What big events do you have planned? I understand that your president George Exxon Bush and his Laura are going to give their daughter, who was recently married, a winter home in Jackson Hole, Wyo. as one of her Christmas gifts. I'm sure that even if your home is in foreclosure and your 401k is dropping in value like the bombs on Baghdad you're happy that at least the Bush family is financially better off than they were eight years ago. My significant other and I are leaving on a 31-day cruise during Christmas that was paid for from profits when our euros kicked your dollar's butt. We're hoping for a 107-day world cruise next year.
Bushie dear, I know you're confused about the bailout, but don't spend all your time worrying about Wall Street and your bank. We still have Mr. Bush's wars to fight. Plus, we have to deal with Iran and North Korea getting nuclear weapons. Oh, and what do you think about Russia moving jet fighters, bombers and warships into the Venezuela area? I think it's only fair since George put U.S. missiles in Poland. But then, being a two-faced, mass murdering, self-serving hypocrite, you don't know the meaning of the word fair.

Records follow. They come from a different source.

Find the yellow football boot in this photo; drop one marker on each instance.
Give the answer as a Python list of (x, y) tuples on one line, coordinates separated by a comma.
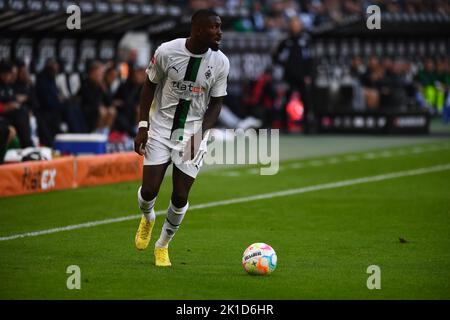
[(143, 234), (162, 257)]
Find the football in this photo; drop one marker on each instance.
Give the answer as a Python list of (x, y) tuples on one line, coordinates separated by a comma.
[(259, 259)]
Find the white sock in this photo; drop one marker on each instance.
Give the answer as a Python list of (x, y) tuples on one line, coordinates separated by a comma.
[(171, 225), (146, 206)]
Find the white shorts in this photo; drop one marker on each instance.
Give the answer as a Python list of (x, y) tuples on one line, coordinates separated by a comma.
[(163, 150)]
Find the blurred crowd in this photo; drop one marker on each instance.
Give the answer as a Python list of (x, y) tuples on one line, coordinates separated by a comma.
[(274, 15), (389, 84), (32, 112)]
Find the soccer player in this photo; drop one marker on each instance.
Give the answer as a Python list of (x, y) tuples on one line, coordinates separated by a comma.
[(180, 101)]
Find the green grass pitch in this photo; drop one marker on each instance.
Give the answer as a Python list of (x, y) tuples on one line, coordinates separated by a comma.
[(325, 239)]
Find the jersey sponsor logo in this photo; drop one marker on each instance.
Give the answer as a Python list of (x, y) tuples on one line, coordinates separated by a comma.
[(183, 86)]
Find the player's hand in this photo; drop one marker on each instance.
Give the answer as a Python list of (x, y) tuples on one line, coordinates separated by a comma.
[(192, 147), (140, 141)]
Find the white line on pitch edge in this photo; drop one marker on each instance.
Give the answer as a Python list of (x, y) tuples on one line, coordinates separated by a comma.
[(325, 186)]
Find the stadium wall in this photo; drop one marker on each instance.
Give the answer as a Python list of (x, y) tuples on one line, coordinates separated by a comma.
[(68, 173)]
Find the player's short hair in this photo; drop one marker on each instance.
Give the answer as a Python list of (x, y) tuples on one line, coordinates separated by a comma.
[(201, 15)]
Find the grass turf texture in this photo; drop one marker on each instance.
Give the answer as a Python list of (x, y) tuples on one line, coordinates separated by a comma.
[(325, 239)]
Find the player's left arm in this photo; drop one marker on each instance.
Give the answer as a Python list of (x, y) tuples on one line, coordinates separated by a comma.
[(212, 113), (209, 119)]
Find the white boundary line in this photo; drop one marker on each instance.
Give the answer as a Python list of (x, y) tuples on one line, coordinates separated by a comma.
[(343, 158), (325, 186)]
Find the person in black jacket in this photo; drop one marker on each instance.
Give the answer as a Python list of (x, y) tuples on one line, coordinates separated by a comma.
[(98, 113), (293, 54), (53, 109), (12, 111)]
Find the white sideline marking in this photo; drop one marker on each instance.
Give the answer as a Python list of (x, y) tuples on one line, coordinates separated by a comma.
[(325, 186), (348, 158)]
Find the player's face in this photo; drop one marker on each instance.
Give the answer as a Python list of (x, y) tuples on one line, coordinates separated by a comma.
[(212, 34)]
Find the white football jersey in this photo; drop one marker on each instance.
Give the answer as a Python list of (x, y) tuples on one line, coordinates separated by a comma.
[(186, 81)]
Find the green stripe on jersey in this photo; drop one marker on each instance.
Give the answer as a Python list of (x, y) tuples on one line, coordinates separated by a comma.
[(179, 120), (192, 69)]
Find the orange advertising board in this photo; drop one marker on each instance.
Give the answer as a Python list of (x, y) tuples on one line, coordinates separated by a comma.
[(36, 176), (110, 168)]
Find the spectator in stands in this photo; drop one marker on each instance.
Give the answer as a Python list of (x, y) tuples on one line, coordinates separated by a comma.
[(55, 113), (293, 54), (98, 114), (7, 134), (12, 111), (371, 81), (260, 100), (129, 94), (24, 88), (426, 79)]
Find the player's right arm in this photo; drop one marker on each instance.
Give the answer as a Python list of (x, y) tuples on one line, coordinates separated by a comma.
[(156, 74), (147, 94)]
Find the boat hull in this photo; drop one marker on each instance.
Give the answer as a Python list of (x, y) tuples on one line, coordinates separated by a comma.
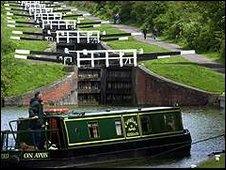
[(173, 144)]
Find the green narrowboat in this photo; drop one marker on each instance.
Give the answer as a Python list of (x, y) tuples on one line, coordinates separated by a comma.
[(78, 137)]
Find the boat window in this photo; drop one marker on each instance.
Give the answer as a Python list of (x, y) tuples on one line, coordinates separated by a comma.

Hopefully, John McCain and dumber-than-dirt Sarah Palin will win the election so we can stay in Iraq for a hundred years. I like Iraq and think we should make the Iraqis super rich as we have the Saudis. Still, in my opinion, that's being pretty optimistic since the United States might be part of Red China in ten years. That is if global warming hasn't done us in. Oops! I forgot that Bush told you global warming is not man made and not to worry about it. Besides, Sarah told some cheering idiots in Ohio yesterday that she and John would see to it that we use "CLEAN" coal. I've mined coal in Pikeville, Kentucky. We never found any clean coal. I guess all the clean coal is in Alaska. Have a nice day, Bushie, and if you even need help like change for a dime or the correct time, just call on me. I'm your brother in Christ, and God knows that Osama and I'd like nothing better than to send you and your family to Him in a shoebox.